Democrats dismissed his statement as a hyperbolic red herring.
Meanwhile, Newsweek Magazine revealed that in 2002 a group of State Department lawyers warned that the Bush
administration was inviting an enormous backlash, both from U.S. Courts and foreign allies, by denying terror suspects
rights commonly given under U.S. law or the Geneva Conventions.
Newsweek wrote, "Even those terrorists captured in Afghanistan ... are entitled to the fundamental humane treatment
standards of ... the Geneva Conventions," William Howard Taft IV, the State Department legal counselor wrote in a
January 23, 2002 memo obtained by Newsweek. In particular, Taft argued, the United States has always followed one
provision of the Geneva Conventions-known as Common Article 3, which "provides the minimal standards" of treatment that
even "terrorists captured in Afghanistan" deserve.

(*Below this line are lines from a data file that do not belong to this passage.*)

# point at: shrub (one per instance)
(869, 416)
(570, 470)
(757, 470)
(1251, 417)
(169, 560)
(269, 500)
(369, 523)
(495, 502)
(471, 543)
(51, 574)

As the week came to a close, Attorney General Alberto Gonzales told the Senate Judiciary Committee that the Defense
Department had already issued a memorandum to the military requiring them to adhere to Common Article 3 of the Geneva
Convention. He said he did not know whether the Central Intelligence Agency (CIA) - whose usually-secret detention
facilities are also covered by the Supreme Court decision - had issued its own instructions.